Dikla Dotan-Cohen

Computer Science, BGU


I am a Ph.D student in the Computer Science department of Ben-Gurion University in Israel.

image example

My advisor is Prof. Avraham Melkman.
The title of my thesis is:
Improving the analysis of large scale data-sets by integrating gene annotations

My thesis focuses on three topics:
1. Analysis of networks (graphs), in which objects form the vertices of a graph and their labels (e.g. features) are used to infer connections between communities of objects or to characterize objects with special desired properties.
2. Clustering problem, in which the spatial data of objects are to be integrated with labels of the objects.
3. Statistical enrichment analysis, in which a study-set of objects is characterized with respect to the population-set.

image link example

My research is in the field of Bioinformatics.
The complete sequencing of the human and other genomes has ushered in a new era of systems biology.

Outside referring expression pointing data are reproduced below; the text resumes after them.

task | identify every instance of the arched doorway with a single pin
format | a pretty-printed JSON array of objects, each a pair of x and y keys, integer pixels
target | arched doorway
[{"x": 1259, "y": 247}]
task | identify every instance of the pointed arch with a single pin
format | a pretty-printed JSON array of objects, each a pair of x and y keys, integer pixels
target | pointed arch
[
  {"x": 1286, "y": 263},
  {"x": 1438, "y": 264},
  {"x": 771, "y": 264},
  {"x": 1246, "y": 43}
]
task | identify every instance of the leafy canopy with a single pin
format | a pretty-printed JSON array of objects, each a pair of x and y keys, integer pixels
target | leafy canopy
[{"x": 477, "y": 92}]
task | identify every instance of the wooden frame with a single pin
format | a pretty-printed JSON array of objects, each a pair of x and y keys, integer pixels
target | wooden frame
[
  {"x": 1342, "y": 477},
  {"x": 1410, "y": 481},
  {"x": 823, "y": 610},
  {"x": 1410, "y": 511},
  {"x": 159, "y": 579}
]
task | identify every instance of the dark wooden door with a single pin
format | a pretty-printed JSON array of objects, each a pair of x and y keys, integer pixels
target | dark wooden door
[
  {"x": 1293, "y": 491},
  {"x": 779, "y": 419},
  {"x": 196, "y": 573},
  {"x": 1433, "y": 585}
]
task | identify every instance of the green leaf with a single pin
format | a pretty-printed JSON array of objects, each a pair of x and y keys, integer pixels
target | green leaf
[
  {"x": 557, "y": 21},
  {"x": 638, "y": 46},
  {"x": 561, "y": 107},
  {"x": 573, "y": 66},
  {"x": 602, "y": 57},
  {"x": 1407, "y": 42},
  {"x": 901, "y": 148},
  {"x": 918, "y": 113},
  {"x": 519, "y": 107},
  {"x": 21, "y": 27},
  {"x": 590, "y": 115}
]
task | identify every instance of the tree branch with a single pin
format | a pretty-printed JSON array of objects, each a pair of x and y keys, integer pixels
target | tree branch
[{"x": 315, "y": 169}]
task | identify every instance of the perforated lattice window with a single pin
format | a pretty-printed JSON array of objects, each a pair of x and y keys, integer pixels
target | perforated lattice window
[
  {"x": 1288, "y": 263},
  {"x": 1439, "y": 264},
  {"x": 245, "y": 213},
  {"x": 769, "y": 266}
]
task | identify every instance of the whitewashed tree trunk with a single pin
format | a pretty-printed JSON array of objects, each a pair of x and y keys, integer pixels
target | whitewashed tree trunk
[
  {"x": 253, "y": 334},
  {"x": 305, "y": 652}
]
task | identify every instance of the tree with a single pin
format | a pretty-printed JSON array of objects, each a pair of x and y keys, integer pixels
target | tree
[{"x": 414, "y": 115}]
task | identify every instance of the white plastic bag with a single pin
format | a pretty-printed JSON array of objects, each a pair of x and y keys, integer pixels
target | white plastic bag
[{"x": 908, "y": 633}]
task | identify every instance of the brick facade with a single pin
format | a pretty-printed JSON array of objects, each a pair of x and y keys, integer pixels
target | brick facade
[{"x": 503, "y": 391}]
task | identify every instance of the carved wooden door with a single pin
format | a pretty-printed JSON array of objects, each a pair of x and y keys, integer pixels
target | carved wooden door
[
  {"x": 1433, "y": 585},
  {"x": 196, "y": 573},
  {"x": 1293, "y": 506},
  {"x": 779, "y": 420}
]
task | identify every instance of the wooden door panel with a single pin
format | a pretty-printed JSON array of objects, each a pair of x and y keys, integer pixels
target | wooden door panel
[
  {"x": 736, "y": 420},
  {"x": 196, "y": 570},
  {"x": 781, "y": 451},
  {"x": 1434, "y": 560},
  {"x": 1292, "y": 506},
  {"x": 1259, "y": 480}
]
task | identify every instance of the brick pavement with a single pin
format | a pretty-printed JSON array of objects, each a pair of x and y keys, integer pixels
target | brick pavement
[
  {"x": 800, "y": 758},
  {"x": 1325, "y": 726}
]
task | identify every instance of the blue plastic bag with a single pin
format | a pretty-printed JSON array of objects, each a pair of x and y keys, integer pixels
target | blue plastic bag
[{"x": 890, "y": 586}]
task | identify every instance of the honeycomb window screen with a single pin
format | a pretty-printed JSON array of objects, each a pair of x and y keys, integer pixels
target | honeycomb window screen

Whole organelles and pathways can now be studied simultaneously, rather than one gene or protein on account of high throughput technologies that can generate massive biological data relatively easy. However, bioinformatics, statistics, and data mining methods are required in order to analyze the obtained raw data to make it valuable. Gene annotations such as the gene biological function, its cellular localization, the regulatory elements dominating its expression etc., can be integrated into the computational analysis to improve the derived biological conclusions. The purpose of our research is to generate novel integration techniques that.
The improved analysis techniques were implemented on three types of large biological data-sets. The first is mRNA expression data, obtained from microarray experiments, in which mRNA expression levels of thousands of genes are measured simultaneously in a cell or tissue sample under specific conditions. The second lists the known protein-protein physical interactions and the third lists the known genetic interactions between pairs of genes. These data-sets have some features in common: they are too large for manual analysis, they are often very noisy and most important for this thesis - they are all known to be correlated with functional annotations of the genes. Integration of functional annotations into their analysis should therefore be beneficial.
The gene annotations resource that will be discussed here is the ‘biological process’ domain from the Gene-Ontology (GO), a major bioinformatics initiative that aims to unify the representation of gene and gene product attributes across all species. GO is structured as a directed acyclic graph, and each term has defined relationships to one or more other terms in the same domain. In the studies presented in this thesis, the GO annotations are treated as labels, assigned to the different genes or proteins. Moreover, some of the studies consider also the relationships between the different annotations.